Other factors may affect your mortgage interest rate, but in a lesser way, such as DTI ratio and whether or not you escrow reserves,


When you apply for a loan, we work with you and inform you about current rates, but ultimately you decide when to lock (make a firm commitment to) the rate. All it takes is a phone call to let us know that you want to lock your rate. Loan rates are usually locked for 30 days, which is how long it takes to process and close most loans. But let’s say you are purchasing a home during a time of rising interest rates and you want to lock in your rate for a longer period of time – 45, 60 or 90 days. The longer the lock period the more it will cost. For example, if you locked your rate in for 30 days at an interest rate of say 4.75%, the rate to lock it in for 60 days might be a little higher at 4.875%. Alternatively, instead of the higher rate you may be able to pay the difference in the form of a partial point, such as 0.125% of the loan amount.
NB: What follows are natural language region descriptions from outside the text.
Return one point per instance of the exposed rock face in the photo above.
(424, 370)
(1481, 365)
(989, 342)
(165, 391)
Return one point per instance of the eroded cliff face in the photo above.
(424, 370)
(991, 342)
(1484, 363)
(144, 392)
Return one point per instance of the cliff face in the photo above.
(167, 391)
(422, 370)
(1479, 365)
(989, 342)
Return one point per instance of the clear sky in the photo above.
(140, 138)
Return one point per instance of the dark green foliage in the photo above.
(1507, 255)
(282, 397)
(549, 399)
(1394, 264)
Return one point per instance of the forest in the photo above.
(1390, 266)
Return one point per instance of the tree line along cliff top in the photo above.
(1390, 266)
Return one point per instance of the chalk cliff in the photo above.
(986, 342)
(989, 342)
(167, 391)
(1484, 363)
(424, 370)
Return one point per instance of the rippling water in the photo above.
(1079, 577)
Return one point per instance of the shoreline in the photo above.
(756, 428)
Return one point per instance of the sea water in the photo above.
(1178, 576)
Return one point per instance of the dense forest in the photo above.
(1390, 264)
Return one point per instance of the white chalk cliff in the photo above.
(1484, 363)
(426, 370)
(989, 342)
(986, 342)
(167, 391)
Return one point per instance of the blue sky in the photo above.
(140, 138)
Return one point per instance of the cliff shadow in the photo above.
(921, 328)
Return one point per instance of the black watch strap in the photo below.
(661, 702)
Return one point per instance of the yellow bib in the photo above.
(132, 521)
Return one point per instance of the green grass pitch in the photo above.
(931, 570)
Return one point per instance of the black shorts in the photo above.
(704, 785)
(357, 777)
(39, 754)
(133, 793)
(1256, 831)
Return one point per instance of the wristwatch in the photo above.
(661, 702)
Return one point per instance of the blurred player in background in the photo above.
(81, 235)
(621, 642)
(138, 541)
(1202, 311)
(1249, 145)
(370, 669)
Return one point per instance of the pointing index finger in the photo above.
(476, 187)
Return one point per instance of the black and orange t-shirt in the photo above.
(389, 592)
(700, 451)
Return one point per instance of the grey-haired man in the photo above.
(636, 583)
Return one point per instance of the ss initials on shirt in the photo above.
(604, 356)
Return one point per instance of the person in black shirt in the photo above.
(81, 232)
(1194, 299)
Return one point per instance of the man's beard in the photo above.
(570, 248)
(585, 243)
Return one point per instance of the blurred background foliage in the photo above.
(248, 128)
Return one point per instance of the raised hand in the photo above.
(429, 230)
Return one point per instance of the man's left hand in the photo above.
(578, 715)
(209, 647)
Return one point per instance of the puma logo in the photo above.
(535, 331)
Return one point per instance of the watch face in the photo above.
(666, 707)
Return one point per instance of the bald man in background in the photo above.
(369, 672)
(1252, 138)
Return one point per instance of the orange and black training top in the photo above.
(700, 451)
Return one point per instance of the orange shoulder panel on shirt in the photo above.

A monthly loan payment is typically made up of four components: PITI, which stands for Principal, Interest, Taxes and Insurance.

1. Principal and Interest. This is the loan amount with interest, amortized over the number of years of the loan (typically thirty).

2. Taxes. These are the annual real estate taxes for the property divided by 12 months.

3. Insurance. This is the amount of the annual hazard insurance divided by 12 months.

If you have less than 20% equity in your property you will be required to pay some form of Private Mortgage Insurance (PMI). This is included in your monthly mortgage payment.

If your property is a condo or townhouse, you will also pay a monthly homeowners association (HOA) fee. You pay it directly to the association, not the lender. The association fee is set by the association and will increase as time go on.


The more down payment a buyer puts into a purchase, the less likely he is to default on the loan. To reduce the lender’s risk when the down payment is lower than 20%, the borrower usually compensates the lender for the added risk by buying a Private Mortgage Insurance (PMI) insurance policy.

There are several methods that can be used to reduce the lender’s risk when the down payment is less than 20%. The lender will decide which ones you are eligible for, depending on your credit worthiness:

1. Traditional PMI. An additional amount is added to your monthly payment for PMI.

2. Lender Paid PMI. In this type of loan the lender pays the PMI for you, and you are charged a higher interest rate.

3. Financed Single Premium PMI. You pay the lender for the PMI in one lump sum at closing. No PMI payments are added to your monthly payments. The single premium can be financed within the mortgage.

Each method has it advantages and disadvantages, depending on the amount of your down payment and the time you expect to own the house. We will explain the differences to you if you have less than a 20% down payment.